Partition {1,…,8} into the four “sum-to-9” pairs (the holes): {1,8}, {2,7}, {3,6}, {4,5}. Choosing 5 integers (pigeons) into 4 holes forces two chosen numbers into the same pair (since 5 > 4) – and that pair sums to 9. With only 4 chosen it can fail: {1,2,3,4} has no pair summing to 9. The whole trick is choosing the partition so that “two in one hole” means exactly what you want.
§9.4 · generalized / contrapositive
42 students share 12 computers; each uses one and no computer serves more than 6. Show at least 5 computers serve 3 or more students.
Contradiction (contrapositive count). Suppose at most 4 computers serve ≥ 3 students. Then at least 8 computers serve ≤ 2 each. Maximum students served: the 8 light computers carry ≤ 2×8 = 16; the other 4 carry ≤ 6×4 = 24; total ≤ 40. But there are 42 > 40 – contradiction. So at least 5 computers serve 3 or more.
§7.2 · change of base (Examples 7.2.6–7)
A calculator has only ln. Evaluate log₂ 10 to four decimal places.
By change of base (7.2.1d), log₂ 10 = (ln 10)/(ln 2) = 2.302585…/0.693147… ≈ 3.3219. Sanity check: 2³ = 8 < 10 < 16 = 2⁴, so log₂ 10 sits between 3 and 4. ✓ Any base gives the same ratio.
§7.2 · one-to-one / onto from a formula
Is the floor function f : R → Z, f(x) = ⌊x⌋ one-to-one? onto?
Not one-to-one: ⌊1.2⌋ = ⌊1.7⌋ = 1, two inputs share an image. Onto: for any integer n, f(n) = ⌊n⌋ = n, so every target is hit. So f is onto but not one-to-one – the two properties are independent.
§9.4 · basic (remainders)
Show that among any 100 integers, two leave the same remainder on division by 99.
Pigeons = the 100 integers; holes = the 99 possible remainders 0,1,…,98 modulo 99. Since 100 > 99, two integers a, b share a remainder – and then a − b is divisible by 99. (The map “integer → its remainder” from a 100-set to a 99-set cannot be one-to-one.)
§9.4 · generalized
Show that in any group of 30 students, at least 3 share a birth month.
Holes m = 12 months, pigeons n = 30. Take k = 2: since 2 < 30/12 = 2.5, the generalized principle forces some month to hold ≥ k+1 = 3. Contrapositive check: at most 2 per month would allow only 2×12 = 24 < 30 students. The fullest month holds ≥ ⌈30/12⌉ = 3.

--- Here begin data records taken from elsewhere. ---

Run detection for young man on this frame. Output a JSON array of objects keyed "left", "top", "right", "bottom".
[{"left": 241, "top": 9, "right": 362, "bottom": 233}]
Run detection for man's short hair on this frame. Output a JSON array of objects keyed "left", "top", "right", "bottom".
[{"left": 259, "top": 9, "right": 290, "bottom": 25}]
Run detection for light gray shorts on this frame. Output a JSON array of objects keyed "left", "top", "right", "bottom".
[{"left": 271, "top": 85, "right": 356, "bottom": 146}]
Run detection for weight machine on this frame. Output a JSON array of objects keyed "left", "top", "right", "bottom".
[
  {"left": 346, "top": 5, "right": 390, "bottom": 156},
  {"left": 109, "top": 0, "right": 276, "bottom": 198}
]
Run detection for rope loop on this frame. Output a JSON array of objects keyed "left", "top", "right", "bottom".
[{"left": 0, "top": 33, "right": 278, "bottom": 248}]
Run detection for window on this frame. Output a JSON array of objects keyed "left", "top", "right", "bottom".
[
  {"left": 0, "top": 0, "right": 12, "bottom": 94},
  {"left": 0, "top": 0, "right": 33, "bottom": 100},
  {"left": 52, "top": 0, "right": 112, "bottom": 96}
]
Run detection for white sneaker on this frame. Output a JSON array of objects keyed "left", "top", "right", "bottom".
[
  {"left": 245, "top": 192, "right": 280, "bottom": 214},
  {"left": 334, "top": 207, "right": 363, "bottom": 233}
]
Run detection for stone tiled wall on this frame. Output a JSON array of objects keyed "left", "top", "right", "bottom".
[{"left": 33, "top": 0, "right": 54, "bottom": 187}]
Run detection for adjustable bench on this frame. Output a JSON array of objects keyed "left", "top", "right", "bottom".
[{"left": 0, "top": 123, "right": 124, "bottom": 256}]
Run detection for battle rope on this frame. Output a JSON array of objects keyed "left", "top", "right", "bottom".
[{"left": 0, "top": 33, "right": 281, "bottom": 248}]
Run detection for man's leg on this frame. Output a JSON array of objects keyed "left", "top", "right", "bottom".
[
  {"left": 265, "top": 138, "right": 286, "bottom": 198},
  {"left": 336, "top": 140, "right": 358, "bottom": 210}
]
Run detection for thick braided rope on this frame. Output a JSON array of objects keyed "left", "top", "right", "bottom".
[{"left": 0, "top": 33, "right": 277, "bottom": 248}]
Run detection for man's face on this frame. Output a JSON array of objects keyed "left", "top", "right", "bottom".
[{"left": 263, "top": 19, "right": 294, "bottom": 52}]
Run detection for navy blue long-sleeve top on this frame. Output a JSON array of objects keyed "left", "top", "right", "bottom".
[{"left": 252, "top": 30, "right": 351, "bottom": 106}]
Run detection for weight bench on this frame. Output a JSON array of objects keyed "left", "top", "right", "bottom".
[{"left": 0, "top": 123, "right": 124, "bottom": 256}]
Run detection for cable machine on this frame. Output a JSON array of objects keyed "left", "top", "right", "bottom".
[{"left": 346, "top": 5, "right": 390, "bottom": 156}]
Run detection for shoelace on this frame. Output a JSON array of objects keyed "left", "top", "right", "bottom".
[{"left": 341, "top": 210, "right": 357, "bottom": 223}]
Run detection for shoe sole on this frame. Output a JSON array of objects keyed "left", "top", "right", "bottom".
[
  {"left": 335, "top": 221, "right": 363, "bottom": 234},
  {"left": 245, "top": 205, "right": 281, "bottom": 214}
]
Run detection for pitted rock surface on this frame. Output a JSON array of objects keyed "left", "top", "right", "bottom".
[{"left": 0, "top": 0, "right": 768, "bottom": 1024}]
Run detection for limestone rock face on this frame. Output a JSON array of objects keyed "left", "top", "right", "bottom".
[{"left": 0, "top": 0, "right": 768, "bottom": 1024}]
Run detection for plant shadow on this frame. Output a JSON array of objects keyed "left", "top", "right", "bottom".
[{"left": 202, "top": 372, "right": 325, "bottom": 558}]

Chapter recap – functions, end to end

  • 7.1 – a function f : X → Y gives every input exactly one image (total + single-valued); know image, range, co-domain, inverse image, equality (Thm 7.1.1), and what “well-defined” means.
  • 7.2 – one-to-one (no collisions) and onto (nothing missed) are independent; both together make a bijection, which has an inverse (Thm 7.2.2). Logs are the inverse of exponentials; know the four log laws and change of base (Thm 7.2.1).
  • 7.3 – composition (g∘f)(x)=g(f(x)), f first; not commutative; identity and inverse behave as expected; one-to-one and onto are preserved.
  • 9.4 – the pigeonhole principle is “a function to a smaller set is not one-to-one”, turned into a counting tool; generalized and contrapositive forms count the fullest hole.
Exam focus. 7.1 and 7.2 are the examinable core – reading diagrams, proving/disproving one-to-one and onto, finding inverses, and the logarithm laws. 7.3 and 9.4 are enrichment. What’s next: Chapter 8 (Relations) generalises functions – a function is a relation with the two special rules, and equivalence relations relax them.